TY: It is difficult but it's possible, because we're not doing different businesses in each shop, we're running the same business in each shop. So if we have an archetypal shop and a truly great concept, I think it's possible to expand massively.
AR: During the 1990s, we of course remember the economic meltdown, and almost nowhere was as badly affected as Japan. Was UNIQLO able to use that situation to its own advantage? And that people didn't have the money to spend, but that didn't mean that I didn't still want to look good.
TY: That influenced our business too, but there is another factor. Japanese were spending too much money for clothes, and they thought that expensive clothes was synonymous with good clothes. We wanted to provide good-quality clothes at a reasonable price. I think it was sort of a normalization process, where the price of clothes met with the real value.
AR: You've recently taken on the American consumers as well, but there are real wealthy and inexpensive shops already there like H&M and Zara and Banana Republic -- isn't the market saturated?
AR: You've recently taken on the American consumers as well, opening up your flagship New York store, in the Soho area. But there are real wealthy and inexpensive shops already there like H&M and Zara and Banana Republic -- isn't the market saturated? Why do you feel that you need to go up again when they share the same stretch of rope?
TY: New York is the showcase of the world, we must make a stand there. There are H&M, Zara and Gap there. Where should we position ourselves among them? We are aggressively seeking a good position.
AR: You're recently trying to break more into New York... Bonnies, that was a brand which ultimately failed -- How great a setback was that for you?
TY: No, not at all. There are many companies as good as Bonnies in the United States. There are many candidates for takeover, so that did not make me change my plan.
AR: Still as investors, are you... You seem to be a little worried, as I suppose, your aggressive acquisition expansion strategy, primarily because of the troubles that we're seeing in the U.S. credit market... Is that not a concern that you share?
TY: The United States is now facing a credit crunch, and difficulties, but it is a fact that the U.S. market is huge, and its economy is firmer than Japan's. We have almost no business presents in the U.S., so we would like to launch mergers and acquisitions activity in the U.S., to build our base there.
AR: And I know that you've also set your sights in Beijing, as well. What do you hope to get out of that particular market?
TY: Beijing is the capital of China and will host the Olympic games. We have shops in Shanghai and Hong Kong, we would like to include Beijing on our list, we will continue to expand in those three cities.
AR: You're a really, really busy guy, aren't you? When on earth do you get time to play with the billions that you've made?
TY: I probably cannot spend it all, so I guess the Japanese finance minister will take it away as tax.
AR: That doesn't sound like much... Spend your money, I have to say. But because of the success that you've had in business, you are now ranked as one of the wealthiest people in the world. As such, have you got any words of wisdom for people who are watching this and saying, I want to do what he does?
TY: The money is just a result, so most successful people do not work just to make money, they want to do business in a certain way, and then money follows after it. Money is something that goes away if you just chase after it.

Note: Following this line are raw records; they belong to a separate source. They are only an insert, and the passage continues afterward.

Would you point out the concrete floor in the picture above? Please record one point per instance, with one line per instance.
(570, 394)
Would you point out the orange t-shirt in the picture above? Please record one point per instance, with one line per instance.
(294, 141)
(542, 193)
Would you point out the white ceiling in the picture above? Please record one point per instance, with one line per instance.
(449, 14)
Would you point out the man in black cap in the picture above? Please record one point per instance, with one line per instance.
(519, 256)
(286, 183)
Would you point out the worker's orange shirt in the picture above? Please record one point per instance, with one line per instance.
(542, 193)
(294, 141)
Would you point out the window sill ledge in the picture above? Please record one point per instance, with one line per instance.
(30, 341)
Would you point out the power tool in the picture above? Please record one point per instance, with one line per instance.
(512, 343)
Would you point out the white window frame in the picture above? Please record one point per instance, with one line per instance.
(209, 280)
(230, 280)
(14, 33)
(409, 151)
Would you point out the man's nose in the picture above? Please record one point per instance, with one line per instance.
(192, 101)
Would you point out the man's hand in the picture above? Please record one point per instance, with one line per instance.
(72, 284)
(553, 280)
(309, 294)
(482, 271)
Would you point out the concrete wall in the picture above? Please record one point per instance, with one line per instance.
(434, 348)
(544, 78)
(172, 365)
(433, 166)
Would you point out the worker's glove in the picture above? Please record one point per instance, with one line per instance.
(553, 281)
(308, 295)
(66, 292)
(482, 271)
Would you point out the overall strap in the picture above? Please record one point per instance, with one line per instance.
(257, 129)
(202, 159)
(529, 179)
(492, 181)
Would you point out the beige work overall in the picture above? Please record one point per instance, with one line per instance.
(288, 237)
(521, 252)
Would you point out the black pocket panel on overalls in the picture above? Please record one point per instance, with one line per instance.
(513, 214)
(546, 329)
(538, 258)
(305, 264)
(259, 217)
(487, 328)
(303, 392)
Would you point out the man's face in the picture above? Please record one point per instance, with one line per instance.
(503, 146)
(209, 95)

AR: Have you made mistakes along the way?
TY: I made mistakes all the time. I believe you cannot avoid making mistakes when you try something new. I think a mistake is a lesson for success, it's all right if you learn a lesson from mistakes.
AR: What do you think has been the single mistake that you've made in this business?
TY: I hope I haven't made the biggest mistake in my business yet. For me, the biggest mistake should be something as catastrophic as pulling down the company. So I would say I have not made the biggest yet. It might happen after this, though.